Iao Katagiri, Longtime RAND Community Relations Director and Former Chair of Santa Monica Chamber of Commerce, Dies at Age 70

For Release

Friday
April 29, 2022

Iao Katagiri

Iao Katagiri

Photo by Diane Baldwin/RAND

Iao Katagiri, the RAND Corporation's longtime director of community relations, who played a pivotal role in the development of the research institution's Santa Monica headquarters and managed its extensive art collection, died April 28 from cancer. She was 70.

During four decades at RAND, Katagiri morphed from researcher to roles with broad responsibilities, including overseeing legal and regulatory interactions with the city of Santa Monica. She managed the institution's successful campaign to defeat a 1994 ballot initiative aimed at quashing RAND's plans to build a new home in the city's civic center. The new headquarters finally opened a decade later.

“Iao made tremendous contributions to the growth of RAND as an institution,” said Michael D. Rich, president and chief executive officer of the nonprofit, nonpartisan research organization. “She understood how important the Santa Monica community was to RAND and vice-versa. She was a superb advocate for RAND whose strong ties to the community turned her into an influential figure in public policy in Santa Monica.”

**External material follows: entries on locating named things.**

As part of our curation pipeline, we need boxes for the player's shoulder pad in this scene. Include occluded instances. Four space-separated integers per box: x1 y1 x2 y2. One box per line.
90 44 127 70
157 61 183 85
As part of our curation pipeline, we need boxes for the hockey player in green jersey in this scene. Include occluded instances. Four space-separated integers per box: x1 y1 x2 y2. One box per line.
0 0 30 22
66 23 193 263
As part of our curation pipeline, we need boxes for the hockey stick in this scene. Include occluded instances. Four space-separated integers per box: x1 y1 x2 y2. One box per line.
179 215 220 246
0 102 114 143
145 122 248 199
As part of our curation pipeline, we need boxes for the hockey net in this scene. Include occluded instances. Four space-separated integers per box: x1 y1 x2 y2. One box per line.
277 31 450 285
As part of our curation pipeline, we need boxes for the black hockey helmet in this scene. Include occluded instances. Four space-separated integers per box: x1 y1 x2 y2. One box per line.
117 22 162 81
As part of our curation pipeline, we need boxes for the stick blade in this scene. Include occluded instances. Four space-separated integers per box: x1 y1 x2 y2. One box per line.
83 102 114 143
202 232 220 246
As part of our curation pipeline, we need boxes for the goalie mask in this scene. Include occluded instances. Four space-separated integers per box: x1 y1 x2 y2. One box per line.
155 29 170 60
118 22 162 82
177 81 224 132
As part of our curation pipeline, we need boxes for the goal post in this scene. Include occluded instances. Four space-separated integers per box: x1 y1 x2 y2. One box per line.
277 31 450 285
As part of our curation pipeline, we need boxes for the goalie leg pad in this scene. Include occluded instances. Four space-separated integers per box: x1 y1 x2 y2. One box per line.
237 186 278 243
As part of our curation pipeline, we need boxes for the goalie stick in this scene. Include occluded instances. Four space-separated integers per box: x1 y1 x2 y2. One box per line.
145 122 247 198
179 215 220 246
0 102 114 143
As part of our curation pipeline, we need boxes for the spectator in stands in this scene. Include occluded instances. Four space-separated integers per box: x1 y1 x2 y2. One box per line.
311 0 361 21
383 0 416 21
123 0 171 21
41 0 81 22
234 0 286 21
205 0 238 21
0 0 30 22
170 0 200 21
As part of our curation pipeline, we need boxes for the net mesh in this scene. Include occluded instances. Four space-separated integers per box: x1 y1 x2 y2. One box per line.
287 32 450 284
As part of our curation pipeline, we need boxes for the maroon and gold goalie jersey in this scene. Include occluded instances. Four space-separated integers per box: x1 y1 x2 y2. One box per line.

Katagiri retired from RAND in 2016 but continued to support its relationships in Santa Monica as an adjunct staff member and member of the Pardee RAND Graduate School faculty—and remained deeply involved in the community.

At the time of her death, Katagiri was chair of the board of directors of Providence Saint John's Health Center, vice chair of the Santa Monica Chamber of Commerce (which she had chaired 2009 to 2010), and cochair of the Early Childhood District Advisory Committee of the Santa Monica-Malibu Unified School District. She was immediate past president of Connections for Children, and past cochair of the City of Santa Monica's Early Childhood Task Force. Katagiri also served on the boards of the Santa Monica College Associates and of WISE & Healthy Aging, where she was vice chair.

After earning a bachelor's in political science from the University of California, Berkeley, and an M.P.A. from the John F. Kennedy School of Government at Harvard University, Katagiri joined RAND in 1975 as a member of a research team working on one of the largest social science experiments funded by the federal government. The project focused on finding a better way to provide decent affordable housing to low-income households. Spanning a dozen years and involving hundreds of researchers, it remains one of the largest projects ever conducted by RAND.

In 1979, Katagiri was tasked with helping organize and launch the first privately funded research center at RAND, the Institute for Civil Justice. She was responsible for designing and implementing the institute's fundraising program and raising its first $8 million.

In 1987 she joined RAND's effort to develop several acres of land it owned in downtown Santa Monica for a new headquarters.

The existing building dated to the early 1950s and was showing its age, with frequent electrical and plumbing disruptions. It also lacked air conditioning, which made conditions so uncomfortable that many employees wore shorts to the office or worked from home, Rich noted in a 2003 New York Times article.

It would take nearly 20 years for a new RAND campus to reach fruition. One reason was RAND culture, which meant a deliberative process of gathering staff input and achieving consensus on what the new facility should contain. “It's not surprising that a research institution would take as long as this” to make such a major decision, Katagiri said in the New York Times story. “The first, knee-jerk reaction here to any question is to make a study.”

Santa Monica's stiff land-use controls also posed a significant challenge. Opponents of RAND's development plan succeeded in putting a referendum on the June 1994 ballot. Katagiri led RAND staff and community members in a four-month campaign to promote the project. The referendum was defeated, and a separate measure endorsing a Civic Center plan that included the RAND expansion passed with 60% of the votes cast.

Katagiri was widely known inside and outside RAND for her tours of the modern art that lines the hallways of the research institute. The collection features 200 works by artists such as David Hockney, John Baldessari, Chuck Close, and Catherine Opie, all long-term loans from software entrepreneur and philanthropist Peter Norton.

Katagiri is survived by her sister, Laurie Katagiri-Hoshino of Ewa Beach, Hawaii. She had been preceded in death by her older sister, Grace, and her parents Mineo and Nobu Katagiri.